The past three years at UF has been some of the most challenging times which I have had to face alone. Yes it has built up my confidence and strengthened my ability to interact and talk with people, but what if I hadn't stepped out of my box? What if I was walking daily in my own anti-social world? Would I have been the same person as I am today?
The questions of what if arise so often as we move through the years of our college lives. I always seem to wonder..."Am I missing the big picture?" Well by-gollyI hope not! I don't want to miss anything. I don't want to miss a football game. I don't want to miss a lunch date with my friends. I don't want to miss class (despite how much I may hate the drone of my professors' voice). I don't want to miss a day that could've been used for something GREAT.

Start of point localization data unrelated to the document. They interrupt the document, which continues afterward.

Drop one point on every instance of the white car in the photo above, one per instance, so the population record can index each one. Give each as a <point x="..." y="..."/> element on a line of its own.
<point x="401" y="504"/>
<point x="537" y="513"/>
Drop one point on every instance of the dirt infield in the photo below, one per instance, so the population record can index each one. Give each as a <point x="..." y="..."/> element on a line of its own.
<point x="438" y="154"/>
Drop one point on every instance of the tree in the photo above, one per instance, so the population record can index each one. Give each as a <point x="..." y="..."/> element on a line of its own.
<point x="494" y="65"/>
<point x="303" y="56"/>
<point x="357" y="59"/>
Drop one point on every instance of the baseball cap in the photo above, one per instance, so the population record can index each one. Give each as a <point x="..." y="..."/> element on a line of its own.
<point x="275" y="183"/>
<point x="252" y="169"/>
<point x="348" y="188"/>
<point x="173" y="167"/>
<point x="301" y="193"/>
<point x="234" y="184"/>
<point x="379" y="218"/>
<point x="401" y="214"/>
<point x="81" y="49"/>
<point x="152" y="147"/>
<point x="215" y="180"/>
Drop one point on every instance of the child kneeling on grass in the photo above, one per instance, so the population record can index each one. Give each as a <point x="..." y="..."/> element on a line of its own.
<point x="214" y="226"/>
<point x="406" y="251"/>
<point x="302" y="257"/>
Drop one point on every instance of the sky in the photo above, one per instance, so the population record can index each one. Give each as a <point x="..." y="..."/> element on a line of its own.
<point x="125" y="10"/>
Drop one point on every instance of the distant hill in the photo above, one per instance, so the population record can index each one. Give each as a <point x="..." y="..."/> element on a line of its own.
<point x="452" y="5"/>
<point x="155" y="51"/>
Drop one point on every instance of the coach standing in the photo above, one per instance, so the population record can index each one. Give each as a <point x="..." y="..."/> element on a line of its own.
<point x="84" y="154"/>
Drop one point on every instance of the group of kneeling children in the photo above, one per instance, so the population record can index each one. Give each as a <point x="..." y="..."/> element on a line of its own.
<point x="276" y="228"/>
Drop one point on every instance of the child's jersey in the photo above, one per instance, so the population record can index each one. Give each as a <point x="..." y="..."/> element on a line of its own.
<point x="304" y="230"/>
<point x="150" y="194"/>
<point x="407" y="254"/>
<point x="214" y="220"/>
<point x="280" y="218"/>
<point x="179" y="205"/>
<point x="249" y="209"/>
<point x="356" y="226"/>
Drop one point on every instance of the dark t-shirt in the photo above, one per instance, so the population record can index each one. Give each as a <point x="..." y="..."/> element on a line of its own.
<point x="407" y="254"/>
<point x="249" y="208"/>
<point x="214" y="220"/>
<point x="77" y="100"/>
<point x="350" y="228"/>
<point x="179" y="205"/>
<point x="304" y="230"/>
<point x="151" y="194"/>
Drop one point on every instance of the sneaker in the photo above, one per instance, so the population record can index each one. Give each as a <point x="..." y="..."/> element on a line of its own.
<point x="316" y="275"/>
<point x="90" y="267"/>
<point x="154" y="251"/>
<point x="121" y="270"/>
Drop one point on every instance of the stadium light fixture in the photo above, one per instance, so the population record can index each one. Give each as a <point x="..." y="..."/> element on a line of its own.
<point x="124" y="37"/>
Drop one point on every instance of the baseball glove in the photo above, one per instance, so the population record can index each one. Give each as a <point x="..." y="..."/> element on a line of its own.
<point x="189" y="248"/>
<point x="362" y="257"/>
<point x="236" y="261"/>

If I come home at the end of the day with the question "But what if..." in my mind, then maybe I haven't satisfied my curiousity. Maybe I haven't learned all that I need to. Maybe I'm actually afraid to find out what the 'if's' are truly going to be. Then again, maybe the 'if's' are simply meant to be. I question myself sometimes and often feel as if things aren't as they should be. Then again, who am I to control my own destiny or my own fate?
So looping back to my personal story that I am suppose to be telling you all about....Wellll (pause)....At the moment there is none. My story is not complete because I haven't answered all the "What if's" yet. I still need the time to find out and decipher what is at the end of my 'IF'. What will the outcome of my 'IF' be? My story isn't near completion and I hope that you don't think your personal story is either. We have many if's to answer my friend. Many, many if's.
Think about what yours are.
Peace, Love, & WhatyoutalkinboutWillis?!